Step 2: Deploy Multiple Models Simultaneously

Use AMD's provided multi-model sample to run five image AI models, namely MobileNet_v2, ResNet50, Retinaface, Segmentation, and Yolox, simultaneously on the NPU.

Samples from Github

**Important: All steps are performed in Windows CMD.

Step 3: Results!

  • Face Detection: Accurately identifies faces in images.

  • Object Detection (Yolox): Quickly recognizes various objects.

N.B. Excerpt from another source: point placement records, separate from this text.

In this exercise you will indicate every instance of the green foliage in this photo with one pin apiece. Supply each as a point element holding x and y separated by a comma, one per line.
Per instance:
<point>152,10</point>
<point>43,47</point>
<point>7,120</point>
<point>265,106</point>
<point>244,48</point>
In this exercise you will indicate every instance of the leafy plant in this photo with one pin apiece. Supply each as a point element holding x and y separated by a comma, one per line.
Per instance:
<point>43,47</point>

Bonus: GPU DirectML Can Also Run AI

Explore the built-in RDNA 3 GPU of Ryzen 8000, utilizing Microsoft DirectML to accelerate models like YOLOv4.

Sample of DirectML YOLOv4

NPU Performance Benchmark

Objective: Quantify the speed (throughput & latency) of NPU executing AI models.

Step 1: Testing Tools

Use AMD Ryzen AI Software's “performance_benchmark.py” to test ONNX format CNN models on CPU, iGPU, and NPU.

Step 2: Execution Process

Follow the GitHub guide for operation.

Step 3: Command Examples

  • CPU: python performance_benchmark.py -m .\models\resnet50\resnet50_fp32.onnx -n 100 -e CPU
  • iGPU: python performance_benchmark.py -m .\models\resnet50\resnet50_fp32.onnx -n 100 -e iGPU
  • NPU: python performance_benchmark.py -m .\models\resnet50\resnet50_fp32.onnx -n 100 -e VitisAIEP

Benchmark Results (Mobilenet-v2)

The lightweight Mobilenet-v2 (quantized) model performs exceptionally well on the NPU, with FPS and latency data shown in the image.

Takeaways for Embedded System Engineers

Key technical observations from this evaluation include:

  • Feasibility: AMD Ryzen Embedded 8000 can sustain multiple CV inference tasks simultaneously on an embedded form factor like Mini-ITX.
  • Efficiency: NPU inference is fast and energy-efficient, especially suitable for edge devices requiring real-time response and long-term operation.
  • Architecture flexibility: CPU, GPU, and NPU resources can be used independently or collaboratively, depending on workload distribution

Outlook

This evaluation assumes the AMD Ryzen Embedded 8000 processor is running on a Mini-ITX platform.

The same processor family is also available across multiple embedded form factors, including computer-on-modules (SOM-6873), Mini-ITX motherboards (AIMB-2210), small systems (AIR-410), fanless embedded systems (ARK-3535), and signage-oriented platforms (DS-054). These options allow engineers to select the appropriate platform architecture based on the thermal envelope, mechanical constraints, and application needs in areas such as industrial automation, robotics, retail automation, and smart city deployments.

Embedded x86 platforms now offer a viable path for running parallel edge AI workloads without relying solely on discrete accelerators. Engineers evaluating edge computing roadmaps can consider heterogeneous processor architectures as an option for compact, power-sensitive, and scalable AI deployments.